Os maços frescos de verde molhado enchiam seus braços, enquanto o cheiro de erva a envolvia como os pensamentos que lhe pesavam na mente de menina. A ameaça da morte rondava o ar, bailando horrorosa ao seu redor. E a saudade do toque, da voz e do movimento dos cabelos claros do jovem, faziam-na tontear pelas emoções reprimidas.


Xarope de agrião era considerado um santo remédio na cura de problemas pulmorares e a namorada se desfazia em mesuras ao curandeiro, pegando os frascos do melado verde escuro, que fazia chegar às mãos do namorado, num esforço próprio dos apaixonados.


Ele curou-se e em pouco tempo mostrava novamente sua vitalidade de jovem filho de italianos acostumado ao trabalho. A família da moça continuava alheia ao seu amor.


E foi o pai dela quem, numa noite, inesperadamente, entregou-se nos braços da morte.


O velório transcorreu como um acontecimento social com muito choro, velas, roupas negras, mulheres de véus pretos que deixavam transparecer cabelos presos sob a renda, e um luto que perduraria o tempo de costume. No féretro, as famílias bem relacionadas da cidade ocuparam as ruas, onde o odor de flores de cemitério combinava com olhos vermelhos e palavras ditas à meia voz.


Mas o namorado marcou ausência no enterro do pai da moça.


Essa falta numa passagem triste daria um outro rumo a essa história de amor, porque talvez o primeiro amor da jovem tivesse sido o pai. E com primeiro amor não se barganha. Ela não perdoou.


Todas as noites, tendo a irmã mais nova por testemunha, a moça se ajoelhava diante da cama; terço na mão, molhava o rosto por lágrimas sentidas. Mas era decidida. Com a mesma obstinação com a qual fora em busca de agrião para o xarope que, acreditava, devolvera a vida ao seu amor, ela o repudiara por tê-la deixado só num momento de morte. Era uma afronta não comparecer ao velório do pai,  ainda que repudiado por sua família.


E o romance findou-se, a paixão se esvaiu com o tempo, as lembranças se esmaeceram como fotos antigas em papel amarelado. Mas não se sabe se o amor acabou...


Ela se casou, anos depois, com um elegante farmacêutico, à altura do poderio econômico de sua família. E ele se uniu em matrimônio a uma professora. Ela, dona-de-casa; ele, funcionário público.

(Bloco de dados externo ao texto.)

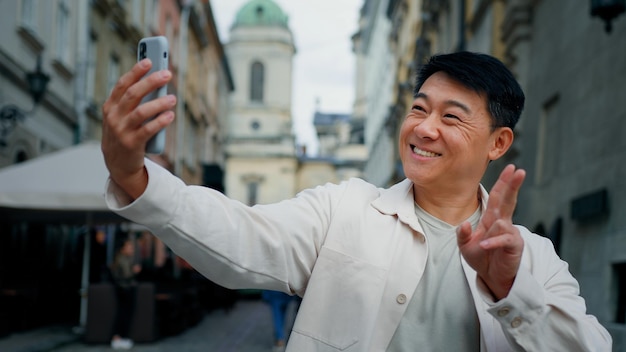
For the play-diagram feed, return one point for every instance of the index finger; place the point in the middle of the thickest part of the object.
(129, 78)
(503, 195)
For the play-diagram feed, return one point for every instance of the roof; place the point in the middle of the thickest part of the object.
(261, 13)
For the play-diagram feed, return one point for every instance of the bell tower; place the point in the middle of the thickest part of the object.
(261, 161)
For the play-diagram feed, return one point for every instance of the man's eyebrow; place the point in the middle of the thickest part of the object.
(447, 102)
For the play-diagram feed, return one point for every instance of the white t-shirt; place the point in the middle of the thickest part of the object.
(441, 315)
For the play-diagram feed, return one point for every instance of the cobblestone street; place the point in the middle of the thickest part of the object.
(247, 327)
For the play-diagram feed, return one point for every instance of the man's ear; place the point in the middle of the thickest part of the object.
(502, 139)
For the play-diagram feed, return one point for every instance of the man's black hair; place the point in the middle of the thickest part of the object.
(485, 75)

Moravam em casas a poucas ruas de distância, até avistaram-se por vezes em acontecimentos sociais, mas não havia lugar para burlar regras ou reacender velhos sentimentos adolescentes.


Viveram vidas paralelas. Tiveram filhos, envelheceram.

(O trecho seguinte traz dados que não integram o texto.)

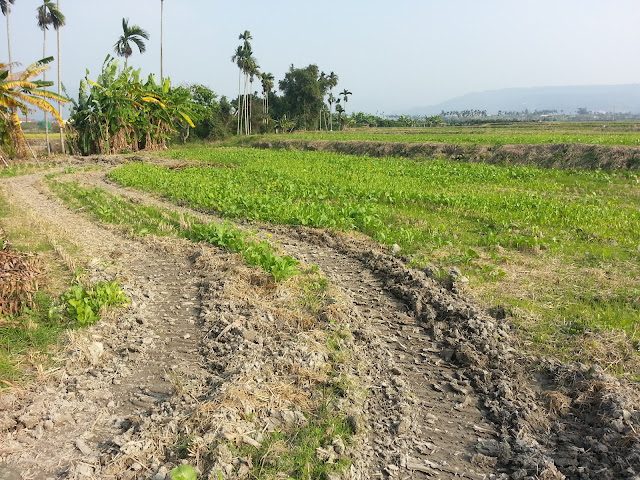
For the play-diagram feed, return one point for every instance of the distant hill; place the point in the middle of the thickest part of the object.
(606, 98)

E foi numa manhã de sol do século 21, quando ela se dirigia a uma lojinha com ar de antiga, em busca de linhas para suas costuras, que se cruzaram na mesma calçada estreita da época em que se encontravam enamorados.


Ela jamais se permitira admitir um olhar para o homem que ousara ofender seu pai no momento da partida. O amor sufocado dera lugar à raiva. Mas ele era um descendente de italiano, riso aberto, brincalhão, que aprendera a aceitar as imposições da vida e tirar dela tudo de melhor.

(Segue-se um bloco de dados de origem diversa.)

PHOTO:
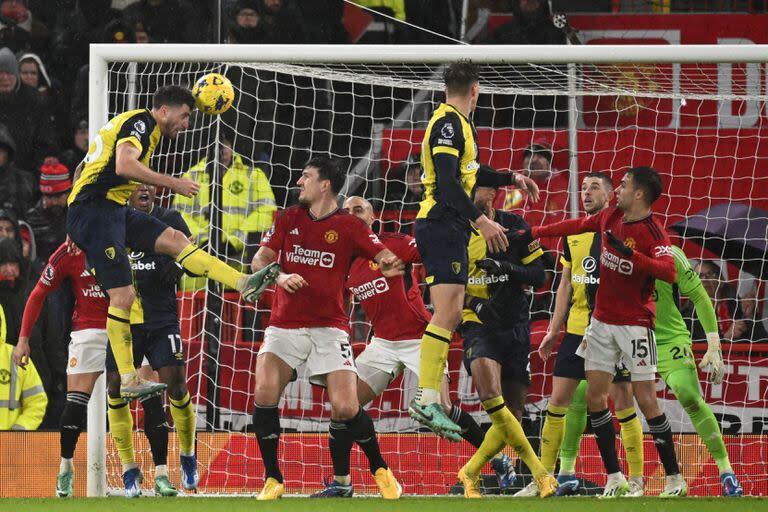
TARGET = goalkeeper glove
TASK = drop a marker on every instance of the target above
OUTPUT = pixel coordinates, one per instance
(484, 310)
(518, 234)
(713, 358)
(617, 244)
(492, 267)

Em segundos, voltaram no tempo, ambos viúvos, ele calvo, mas com os mesmos expressivos olhos azuis; ela, cabelos brancos, olhar firme e a mesma enganadora fragilidade no andar.


Foi ele quem falou primeiro, com ar de deboche, escondendo a emoção:


- Ainda vamos nos encontrar no céu...


Pisando duro, ela se desviou, e chegou em casa contando o fato, indignada.


Ambos deixaram esse mundo pouco tempo depois, mas os céus nunca confirmaram o encontro e nenhuma estrela até o momento declarou-se testemunha.